Role of prostaglandin I2 and prostaglandin E2 in the initiation of nonshivering thermogenesis during the simulation of birth in utero

KT Ball, M Takeuchi, Y Yoneyama and GG Power

Reproduction, Fertility and Development 7(3) 399 - 403
Published: 1995


Because maximal nonshivering thermogenesis can commence only after occlusion of the umbilical cord, circulating stimulators and inhibitors were hypothesized to alter brown fat activity in the perinatal period. The roles of prostaglandin I2 (PGI2) and PGE2 in the initiation of nonshivering thermogenesis at birth were investigated.

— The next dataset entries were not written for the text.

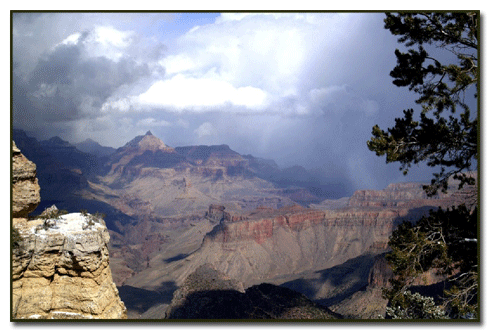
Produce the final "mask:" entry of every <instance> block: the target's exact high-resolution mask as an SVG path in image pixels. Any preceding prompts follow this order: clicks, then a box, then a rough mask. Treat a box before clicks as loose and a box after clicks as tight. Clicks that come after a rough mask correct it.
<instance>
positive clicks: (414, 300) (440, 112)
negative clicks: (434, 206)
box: [367, 12, 479, 319]
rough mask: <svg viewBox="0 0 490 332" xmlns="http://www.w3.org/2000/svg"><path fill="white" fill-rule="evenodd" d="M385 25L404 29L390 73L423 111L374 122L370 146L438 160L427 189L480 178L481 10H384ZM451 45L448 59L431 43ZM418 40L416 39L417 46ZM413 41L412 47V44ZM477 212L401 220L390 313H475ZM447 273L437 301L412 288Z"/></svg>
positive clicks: (477, 262) (396, 83)
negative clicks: (449, 61)
mask: <svg viewBox="0 0 490 332" xmlns="http://www.w3.org/2000/svg"><path fill="white" fill-rule="evenodd" d="M385 28H386V29H389V30H390V31H391V33H392V34H394V35H396V36H400V37H399V39H398V41H399V42H401V43H405V45H406V46H407V47H408V48H409V49H408V52H407V53H403V52H401V51H399V50H396V51H395V55H396V57H397V65H396V67H395V68H394V69H393V70H392V71H391V73H390V75H391V76H392V77H393V78H394V81H393V83H394V84H395V85H396V86H399V87H408V88H409V90H411V91H413V92H415V93H416V94H418V99H416V103H417V104H419V105H420V106H421V110H420V114H419V117H420V118H419V119H415V118H414V110H413V109H409V110H404V111H403V114H404V117H403V118H397V119H395V126H394V127H392V128H389V129H388V130H386V131H385V130H382V129H380V128H379V126H377V125H376V126H374V127H373V130H372V135H373V136H372V138H371V140H370V141H368V142H367V145H368V148H369V149H370V150H371V151H374V152H376V154H377V155H378V156H386V162H387V163H392V162H400V164H401V166H400V170H401V171H403V173H404V174H407V172H408V170H409V168H410V167H411V166H412V165H415V164H418V163H420V162H425V163H426V164H427V165H428V166H430V167H440V171H439V172H438V173H434V177H433V179H432V181H431V184H430V185H427V186H425V187H424V189H425V190H426V192H427V194H428V195H435V194H436V193H437V192H438V191H439V190H440V191H442V192H446V190H447V188H448V180H449V179H450V178H453V179H455V180H459V184H460V186H459V188H460V189H461V188H462V187H463V186H464V185H466V184H470V185H473V184H475V179H474V178H473V177H472V176H471V175H469V173H463V172H465V171H468V170H472V165H474V164H475V163H476V160H477V158H478V145H477V138H478V135H477V130H478V118H477V117H476V116H475V113H476V112H475V111H476V110H473V112H472V109H471V107H470V105H476V104H477V102H476V101H477V98H478V92H477V82H478V74H479V67H478V59H477V48H478V33H479V13H473V12H471V13H468V12H465V13H463V12H457V13H418V14H416V13H395V14H391V13H390V14H386V18H385ZM428 45H431V46H430V47H432V46H435V48H434V47H432V49H431V50H433V51H436V50H437V52H436V53H438V54H441V53H443V52H444V51H445V52H446V53H449V55H450V57H446V56H444V57H445V58H446V59H447V58H452V59H453V60H454V61H452V63H448V64H443V63H442V61H443V60H442V59H441V58H442V56H440V59H439V60H438V59H436V58H434V57H432V56H430V55H429V53H428V51H427V49H426V48H429V47H428ZM413 46H417V47H413ZM411 47H412V48H411ZM477 218H478V213H477V209H476V208H469V207H467V206H464V205H462V206H459V207H457V208H454V207H453V208H452V209H448V210H442V209H439V210H438V211H432V212H431V213H430V214H429V216H428V217H424V218H422V219H420V220H419V221H417V222H415V223H413V224H412V223H409V222H404V223H402V224H401V225H400V226H399V227H398V228H397V229H396V230H395V231H394V232H393V234H392V236H391V238H390V242H389V245H390V247H391V249H392V252H391V253H390V254H388V255H387V256H386V258H387V260H388V262H389V263H390V264H391V266H392V268H393V272H394V277H393V278H392V279H391V285H392V286H391V288H390V289H386V290H385V291H384V295H385V297H386V298H387V299H388V300H389V301H390V303H389V306H388V309H387V315H388V316H389V317H391V318H410V319H433V318H444V317H449V318H478V313H479V308H478V302H479V301H478V299H477V297H478V271H479V270H478V268H479V262H478V247H477V238H478V227H477V223H478V219H477ZM427 271H432V272H437V273H439V274H441V275H443V276H445V277H446V281H447V282H446V284H447V285H449V286H450V288H446V290H445V291H444V294H439V295H440V296H441V298H440V299H438V301H437V302H438V303H437V305H436V303H435V301H434V299H433V298H431V297H424V296H421V295H420V294H417V293H415V294H412V293H411V292H410V291H409V288H410V287H411V286H413V284H414V282H415V280H416V278H417V277H420V276H421V274H422V273H423V272H427Z"/></svg>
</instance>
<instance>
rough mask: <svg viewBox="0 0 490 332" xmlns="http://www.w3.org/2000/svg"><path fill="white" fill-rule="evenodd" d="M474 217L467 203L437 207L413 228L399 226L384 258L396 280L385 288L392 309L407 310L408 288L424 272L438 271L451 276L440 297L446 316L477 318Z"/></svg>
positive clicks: (409, 301)
mask: <svg viewBox="0 0 490 332" xmlns="http://www.w3.org/2000/svg"><path fill="white" fill-rule="evenodd" d="M477 215H478V213H477V210H476V209H474V210H473V211H470V210H469V209H468V208H467V207H466V206H465V205H460V206H459V207H457V208H454V207H453V208H452V209H447V210H443V209H441V208H439V210H437V211H431V212H430V214H429V216H427V217H423V218H421V219H420V220H419V221H417V222H416V223H415V224H411V223H410V222H404V223H402V224H401V225H400V226H399V227H398V228H397V229H396V230H395V231H394V232H393V234H392V236H391V238H390V242H389V245H390V247H391V249H392V251H391V252H390V253H388V254H387V255H386V260H387V261H388V262H390V264H391V266H392V268H393V273H394V278H392V279H391V280H390V281H391V288H390V289H385V290H384V295H385V297H387V298H388V299H389V300H390V307H391V308H392V309H393V308H401V309H400V310H402V311H403V310H409V308H410V307H412V306H413V305H414V304H413V298H412V297H410V294H407V290H408V289H409V288H410V286H412V285H413V283H414V281H415V280H416V278H417V277H419V276H420V275H421V274H422V273H423V272H427V271H437V273H439V274H442V275H445V276H448V277H449V279H448V282H447V283H448V285H450V286H451V287H450V288H449V289H448V290H446V291H445V292H444V294H441V295H443V296H442V301H441V302H442V303H441V306H442V307H443V308H444V310H445V311H446V313H447V315H448V316H449V317H451V318H464V317H474V316H475V315H476V314H477V290H478V280H477V276H478V255H477ZM412 314H413V313H412ZM419 318H427V317H425V316H424V315H421V316H420V317H419Z"/></svg>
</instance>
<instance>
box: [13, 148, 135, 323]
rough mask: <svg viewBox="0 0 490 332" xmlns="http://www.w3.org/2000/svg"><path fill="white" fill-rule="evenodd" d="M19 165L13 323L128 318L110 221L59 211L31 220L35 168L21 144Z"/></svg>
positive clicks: (17, 156)
mask: <svg viewBox="0 0 490 332" xmlns="http://www.w3.org/2000/svg"><path fill="white" fill-rule="evenodd" d="M13 164H14V167H13V174H12V178H13V183H12V186H13V188H15V191H14V192H15V193H14V195H13V207H14V209H13V217H14V218H13V220H12V230H13V236H12V298H11V300H12V313H11V317H12V319H88V318H101V319H123V318H126V308H125V306H124V304H123V303H122V301H121V300H120V298H119V295H118V291H117V288H116V286H115V284H114V282H113V281H112V276H111V270H110V268H109V253H108V243H109V233H108V231H107V228H106V226H105V223H104V221H103V220H102V219H100V218H98V217H96V216H92V215H89V214H81V213H70V214H64V215H63V214H62V213H61V212H60V211H58V210H57V209H56V208H53V209H51V210H49V211H46V213H44V214H43V215H42V216H40V218H37V219H34V220H31V219H28V218H26V217H27V214H28V213H30V212H32V211H33V210H34V209H35V208H36V206H37V204H38V203H39V186H36V181H35V165H34V164H33V163H31V162H29V161H28V160H27V159H26V158H25V157H24V156H23V155H22V154H21V153H20V151H19V150H18V149H16V148H15V145H14V154H13ZM19 197H21V198H22V199H18V198H19Z"/></svg>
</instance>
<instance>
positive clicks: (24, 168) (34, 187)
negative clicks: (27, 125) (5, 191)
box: [12, 142, 41, 218]
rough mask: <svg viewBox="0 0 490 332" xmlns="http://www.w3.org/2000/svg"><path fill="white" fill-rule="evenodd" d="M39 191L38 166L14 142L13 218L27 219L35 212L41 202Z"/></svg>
mask: <svg viewBox="0 0 490 332" xmlns="http://www.w3.org/2000/svg"><path fill="white" fill-rule="evenodd" d="M39 191H40V188H39V184H38V182H37V178H36V165H35V164H34V163H33V162H31V161H29V160H28V159H27V158H26V157H25V156H24V155H23V154H22V153H21V152H20V150H19V149H18V148H17V146H16V145H15V142H12V216H13V217H14V218H25V217H27V214H28V213H30V212H32V211H34V209H35V208H36V207H37V205H38V204H39V202H40V201H41V197H40V195H39Z"/></svg>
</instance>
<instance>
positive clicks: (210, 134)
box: [194, 122, 218, 138]
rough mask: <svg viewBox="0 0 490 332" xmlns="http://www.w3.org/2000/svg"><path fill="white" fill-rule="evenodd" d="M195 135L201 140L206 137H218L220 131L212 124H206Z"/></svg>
mask: <svg viewBox="0 0 490 332" xmlns="http://www.w3.org/2000/svg"><path fill="white" fill-rule="evenodd" d="M194 133H196V134H197V136H198V137H199V138H203V137H205V136H216V135H217V134H218V131H217V130H216V128H215V127H214V126H213V125H212V124H211V123H210V122H204V123H203V124H202V125H200V126H199V127H198V128H197V129H196V130H194Z"/></svg>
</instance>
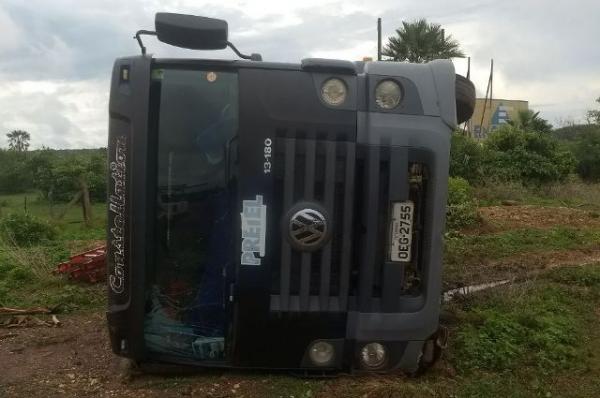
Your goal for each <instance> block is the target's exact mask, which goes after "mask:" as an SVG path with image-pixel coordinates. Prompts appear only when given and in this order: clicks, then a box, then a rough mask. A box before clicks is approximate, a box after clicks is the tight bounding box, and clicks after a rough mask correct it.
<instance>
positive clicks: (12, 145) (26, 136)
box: [6, 130, 30, 152]
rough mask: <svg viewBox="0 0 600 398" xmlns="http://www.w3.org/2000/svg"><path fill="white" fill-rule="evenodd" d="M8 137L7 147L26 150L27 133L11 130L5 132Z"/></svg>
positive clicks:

Indomethacin (45 mg bolus, 3 mg h-1 thereafter) was infused into 10 near-term fetal sheep to decrease prostanoid synthesis; 6 age-matched fetuses were infused with saline as controls. Sixteen hours later, birth was simulated in utero by sequentially cooling the fetus, ventilating its lungs with oxygen and occluding the umbilical cord. In the control fetuses, the plasma concentrations of PGI2 and PGE2 and free fatty acids, an index of nonshivering thermogenesis, were unaffected by cooling. Ventilation caused the concentration of PGI2 to increase 108% (P < 0.001) and that of PGE2 to decrease 26% (P < 0.05), while fatty acid concentrations increased 100% (P < 0.05). After cord occlusion, PGI2 concentrations remained elevated whereas PGE2 concentrations decreased a further 46% (P < 0.01), and fatty acid concentrations increased a further 100% (P < 0.05). In the indomethacin-treated fetuses, PGI2 and PGE2 concentrations decreased to 20% of the preinfusion values (P < 0.001) and did not change during the experiment. Cooling initiated a 300% increase in fatty acid concentrations (P < 0.05) and ventilation and cord occlusion induced no further significant changes. Thus, prostanoid concentrations follow changes in nonshivering thermogenic activity and support a regulatory role for PGI2 and PGE2 in the initiation of thermogenesis. Before birth, high concentrations of PGE2 favour suppression of thermogenesis, and after birth this inhibition is removed and there is stimulation by PGI2.